N-(3-methylcarbamoylphenyl)-2-naphthyloxyacetimide; and

N-(3-methylcarbamoylphenyl)-3-(2-methoxyphenyl)propionamide,

or a pharmaceutically acceptable salt thereof, or a solvate thereof or a hydrate thereof.

21. A compound selected from the group consisting of:

N′-methyl-3-(2-chlorobenzyloxycarbonylamino)benzamide,

N′-methyl-3-(4-chlorobenxyloxycarbonylamino)benzamide;

N′-methyl-3-(2,3-dichlorobenzyloxycarbonylamino)benzamide;

N′-methyl-3-(2,6-dichlorobenzyloxycarbonylamino)benzamide;

N′-methyl-3-(2-bromobenzyloxycarbonylamino)benzamide;

N′-methyl-3-(2-methylbenzyloxycarbonylamino)benzamide;

N′-methyl-3(3-methylbenzyloxycarbonylamino)benzamide;

N-methyl-3-(4-methylbenzyloxycarbonylamino)benzamide;

N′-methyl-3-(1-naphthylmethoxycarbonylamino)benzamide; and

N′-methyl-3-(2-naphthylmethoxycarbonylamino)benzamide;

or a pharmaceutically acceptable salt thereof, or a solvate thereof or a hydrate thereof.

22. N-(3-methylcarbamoylpheny)-1-naphthylacetamide or a pharmaceutically acceptable salt thereof, or a solvate thereof or a hydrate thereof.

23. N-(3-methylcarbamoylphenyl)-2-naphthylacetamide or a pharmaceutically acceptable salt thereof, or a solvate thereof or a hydrate thereof.

24. N-(3-methylcarbamoylphenyl)-3-benzothienylacetamide or a pharmaceutically acceptable salt thereof, or a solvate thereof or a hydrate thereof.

25. N-(3-methylcarbamoylphenyl)-4-benzothienylacetamide or a pharmaceutically acceptable salt thereof, or a solvate thereof or a hydrate thereof.

26. N-(3-methylcarbamoylphenyl)-1-naphthyloxyacetamide or a pharmaceutically acceptable salt thereof, or a solvate thereof or a hydrate thereof.

27. A medicament comprising as an active ingredient a substance selected from the group consisting of a compound according to claim 1 and a salt thereof, and a solvate thereof and a hydrate thereof.

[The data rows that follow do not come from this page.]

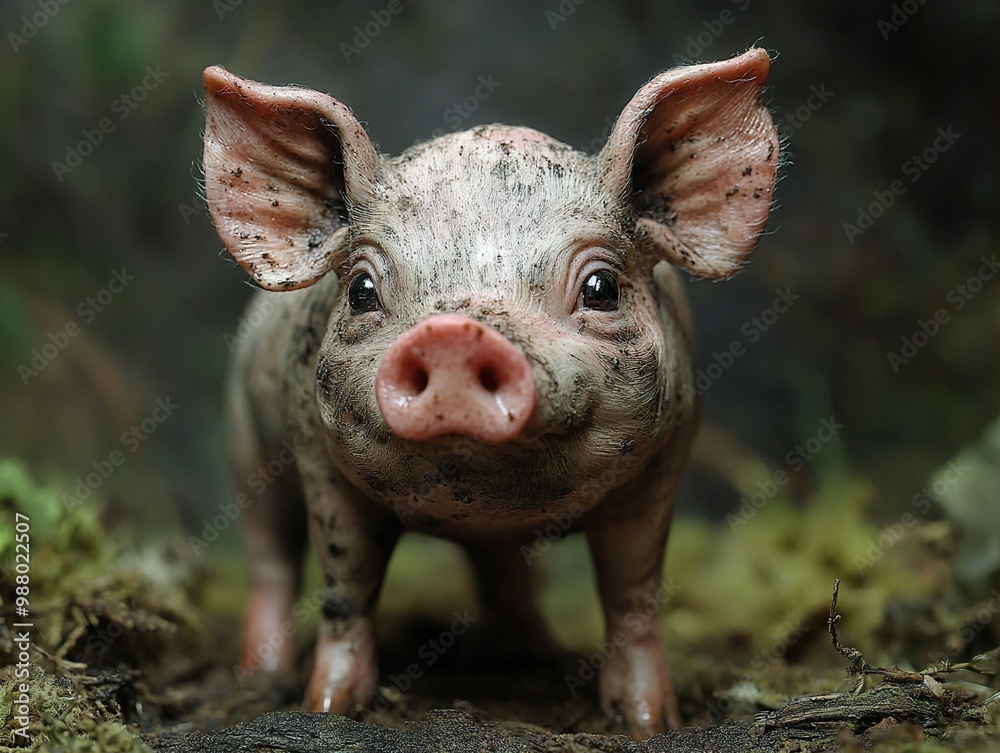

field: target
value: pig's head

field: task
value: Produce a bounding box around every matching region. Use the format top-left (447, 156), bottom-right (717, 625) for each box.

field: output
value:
top-left (205, 49), bottom-right (778, 527)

28. The medicament according to claim 27 which is in the form of a pharmaceutical composition comprising said substance as an active ingredient and one or more pharmaceutical additives.

29. The medicament according to claim 27 which has antibacterial activity.

30. The medicament according to claim 29 which has antibacterial activity against a microorganism belonging to the genus Helicobacter and/or Campylobacter.

31. The medicament according to claim 30 which has anti-Helicobacter pylori activity and/or anti-Campylobacter jejuni activity.

32. A process for at least one of preventing and treating a digestive disease, comprising administering the medicament according claim 27.

33. The process of claim 32, wherein the digestive disease is one of gastritis, gastric ulcer, gastric cancer, gastric malignant lymphoma, MALT lymphoma, duodenal ulcer, duodenal carcinoma, and enteritis.

34. A process for preventing recurrence of a digestive disease, comprising administering the medicament according to claim 27.

35. The process of claim 34, wherein the digestive disease is one of gastric ulcer and duodenal ulcer.